Four way hole foramen quadrilaterum, located outward. Its lateral wall is formed by the surgical neck of the shoulder, the medial wall is formed by the long head of the triceps brachii muscle, the upper wall is formed by the lower edge of the subscapularis muscle, and the lower wall is formed by the teres major muscle. Nerves and blood vessels pass through these openings.

Radial nerve canal.

Radial nerve canal or brachial canal,canalis nervi radialis, s. canalis humeromuscularis, located on the back surface of the shoulder, between the bone and the triceps muscle of the shoulder along the groove of the radial nerve. The entrance (upper) opening of the canal is located on the medial side at the level of the border between the upper and middle thirds of the body of the humerus. It is bounded by the bone, lateral and medial heads of the triceps brachii muscle.

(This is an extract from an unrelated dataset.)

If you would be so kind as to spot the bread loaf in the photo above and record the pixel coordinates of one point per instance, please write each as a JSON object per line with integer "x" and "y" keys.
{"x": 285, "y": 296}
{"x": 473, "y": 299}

The outlet (inferior) of the canal is located on the lateral side of the shoulder, between the brachialis and brachioradialis muscles, at the level of the border between the middle and lower thirds of the humerus. The radial nerve passes through this canal along with deep arteries and veins of the shoulder.

In the anterior region of the shoulder on the sides of the biceps brachii muscle there are two furrows: medial and lateral, sulcus bicipitalis medialis et sulcus bicipitalis lateralis. These grooves separate the anterior region of the shoulder (regio brachii anterior) from the posterior region (regio brachii posterior).